Here is some background information on Passover, compiled from the book "The Jewish Holidays: A Guide & Commentary" by Michael Strassfeld.

Passover celebrates the ancient exodus of the Israelites from Egypt. It begins the 15th of the month of Nisan on the Jewish calendar and continues for seven or eight days, depending on the tradition.

The name Passover is taken from biblical book of Exodus, when God struck down the firstborn of Egyptian households but passed over the homes of the Israelites.

That night, Pharaoh finally agreed to let the Israelites go; and ever since then, Jews gather together on that night to commemorate that time and contemplate the meaning of being freed.

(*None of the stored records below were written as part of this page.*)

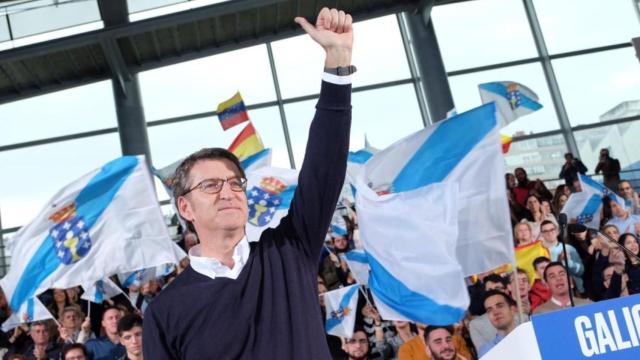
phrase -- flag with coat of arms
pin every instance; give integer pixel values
(108, 221)
(512, 100)
(341, 305)
(269, 194)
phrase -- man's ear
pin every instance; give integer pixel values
(184, 207)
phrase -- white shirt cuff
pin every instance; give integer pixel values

As the central theme of Passover is liberation, the holiday also is known in Hebrew as "the season of our liberation." Another name, also translated from Hebrew, is "the holiday of spring," as the Jewish calendar is set so that certain holidays always occur in a particular season of the year.

Passover is also known as "the holiday of unleavened bread," after the matzoh the Israelites made quickly as they prepared to flee Egypt. Bread and other products that contain yeast are not eaten during Passover. Matzoh, a flat bread whose basic ingredients are flour and water, is eaten during this period.

Observance begins at sunset with the Seder, a Hebrew word that literally means "order." The ritual service and meal follow a set routine. The text used is called the Haggadah, which comes from the root of the verb "to tell."

In addition to matzoh, the ritual Seder plate usually includes karpas, a green vegetable such as parsley that symbolizes spring and rebirth; haroset, a mixture of chopped apples, nuts, wine and spices used to symbolize the mortar with which slaves used to make bricks; maror, bitter herbs to symbolize the bitterness of oppression; and beitzah, a roasted egg symbolizing the festival sacrifice of each Jew going up to the temple in Jerusalem.